Rialto, Calif.: Poisonous, powerful stinging South American fire ants set up moundlike colonies on the Rialto High football and baseball fields, preventing the school's athletic teams from using them.

Ann Arbor, Mich.: Thirteen Huron High boys lacrosse players, including a creative suitor, were suspended for writing "Will You Go to The Prom With Me? Yes or No?" on their backsides and then mooning a female classmate at a game. The girl accepted the invitation by patting the lower back of the boy with "Yes" on his butt.

Flower Mound, Texas: Two students who dressed in gorilla and banana costumes and sprinted down the field at a homecoming football game spent 16 hours in jail for trespassing. "We were in there with people on drug charges," the gorilla said. "When they asked what we did, they said: `Seriously?' "

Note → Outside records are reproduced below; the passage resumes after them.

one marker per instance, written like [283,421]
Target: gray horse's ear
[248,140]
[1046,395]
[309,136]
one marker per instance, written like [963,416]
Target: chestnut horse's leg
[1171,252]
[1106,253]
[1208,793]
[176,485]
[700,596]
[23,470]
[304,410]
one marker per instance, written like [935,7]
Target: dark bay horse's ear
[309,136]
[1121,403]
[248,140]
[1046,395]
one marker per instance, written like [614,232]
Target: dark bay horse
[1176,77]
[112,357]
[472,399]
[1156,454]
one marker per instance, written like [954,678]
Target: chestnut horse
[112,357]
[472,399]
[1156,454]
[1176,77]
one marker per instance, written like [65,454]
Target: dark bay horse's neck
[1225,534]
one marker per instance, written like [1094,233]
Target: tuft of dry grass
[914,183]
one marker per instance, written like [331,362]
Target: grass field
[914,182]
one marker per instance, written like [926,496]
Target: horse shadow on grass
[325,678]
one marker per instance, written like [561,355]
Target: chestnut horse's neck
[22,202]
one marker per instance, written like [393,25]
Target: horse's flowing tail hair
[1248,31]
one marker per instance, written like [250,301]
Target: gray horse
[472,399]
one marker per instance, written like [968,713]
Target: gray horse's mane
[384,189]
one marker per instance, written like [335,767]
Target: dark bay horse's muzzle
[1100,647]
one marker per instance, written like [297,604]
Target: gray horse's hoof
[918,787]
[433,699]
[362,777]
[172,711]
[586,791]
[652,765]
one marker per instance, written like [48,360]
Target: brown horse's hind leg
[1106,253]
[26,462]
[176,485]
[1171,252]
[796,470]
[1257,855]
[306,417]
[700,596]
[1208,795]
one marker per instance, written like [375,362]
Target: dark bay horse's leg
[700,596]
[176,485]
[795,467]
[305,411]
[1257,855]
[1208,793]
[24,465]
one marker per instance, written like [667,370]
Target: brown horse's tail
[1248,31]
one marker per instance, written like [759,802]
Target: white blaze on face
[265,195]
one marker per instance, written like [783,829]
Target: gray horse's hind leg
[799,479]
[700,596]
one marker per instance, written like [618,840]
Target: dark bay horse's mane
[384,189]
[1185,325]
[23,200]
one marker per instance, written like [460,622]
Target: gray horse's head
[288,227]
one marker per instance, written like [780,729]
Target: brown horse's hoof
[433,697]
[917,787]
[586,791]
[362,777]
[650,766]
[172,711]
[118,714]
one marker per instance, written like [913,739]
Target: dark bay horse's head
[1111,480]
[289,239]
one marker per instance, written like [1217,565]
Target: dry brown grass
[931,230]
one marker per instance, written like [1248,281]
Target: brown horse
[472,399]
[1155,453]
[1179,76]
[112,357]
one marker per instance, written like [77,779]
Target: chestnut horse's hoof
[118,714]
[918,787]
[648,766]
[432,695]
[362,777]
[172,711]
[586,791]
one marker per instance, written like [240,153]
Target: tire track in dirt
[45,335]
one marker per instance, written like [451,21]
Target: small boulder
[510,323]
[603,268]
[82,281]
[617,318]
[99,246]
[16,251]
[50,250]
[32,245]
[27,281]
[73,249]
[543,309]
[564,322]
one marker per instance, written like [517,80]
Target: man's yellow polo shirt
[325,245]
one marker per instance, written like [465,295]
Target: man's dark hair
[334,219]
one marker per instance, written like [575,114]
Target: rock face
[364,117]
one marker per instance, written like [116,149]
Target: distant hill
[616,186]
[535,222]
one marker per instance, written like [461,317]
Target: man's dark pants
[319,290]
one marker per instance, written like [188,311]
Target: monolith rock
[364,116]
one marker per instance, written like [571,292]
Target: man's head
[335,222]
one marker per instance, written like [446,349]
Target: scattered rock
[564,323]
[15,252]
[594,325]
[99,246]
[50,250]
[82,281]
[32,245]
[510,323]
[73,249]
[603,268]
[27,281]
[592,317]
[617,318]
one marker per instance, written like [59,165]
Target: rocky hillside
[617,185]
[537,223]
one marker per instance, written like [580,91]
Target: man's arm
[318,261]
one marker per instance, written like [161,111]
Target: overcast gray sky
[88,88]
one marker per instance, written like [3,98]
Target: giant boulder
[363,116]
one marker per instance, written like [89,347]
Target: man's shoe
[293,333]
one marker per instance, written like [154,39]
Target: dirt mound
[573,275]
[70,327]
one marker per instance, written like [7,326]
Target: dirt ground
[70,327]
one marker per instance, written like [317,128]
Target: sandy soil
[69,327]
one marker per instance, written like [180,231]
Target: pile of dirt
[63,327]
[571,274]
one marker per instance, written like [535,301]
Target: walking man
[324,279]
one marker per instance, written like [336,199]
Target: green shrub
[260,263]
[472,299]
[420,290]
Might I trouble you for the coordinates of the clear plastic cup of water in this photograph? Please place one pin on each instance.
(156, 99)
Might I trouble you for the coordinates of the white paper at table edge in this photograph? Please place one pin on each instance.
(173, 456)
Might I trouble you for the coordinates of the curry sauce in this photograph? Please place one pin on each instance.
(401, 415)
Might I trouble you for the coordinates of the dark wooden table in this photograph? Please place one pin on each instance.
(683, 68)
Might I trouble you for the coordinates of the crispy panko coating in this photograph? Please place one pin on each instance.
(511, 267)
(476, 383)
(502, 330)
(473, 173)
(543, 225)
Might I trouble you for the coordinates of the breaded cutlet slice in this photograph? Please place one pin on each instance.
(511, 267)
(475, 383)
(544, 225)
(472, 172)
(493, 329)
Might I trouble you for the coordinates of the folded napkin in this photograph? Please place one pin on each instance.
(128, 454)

Oklahoma City: On the night that Bishop McGuinness debuted its newly renovated gym, a $4 million project, one of the home players shattered a backboard on a dunk attempt.

Cartersville, Ga.: Stephens County High was fined $1,000 and its baseball program was placed on "severe warning status" after the team's catcher dropped to his knees, ducked and did not attempt to catch a pitch that struck the home plate umpire in the face mask.

Pewaukee, Wis.: Several New Berlin Eisenhower High junior varsity football players were under investigation for urinating beside the field during halftime of a game at Pewaukee High. "I don't think it was a matter of intentional exposure," a school official said. "I think it was a matter of intentional relief."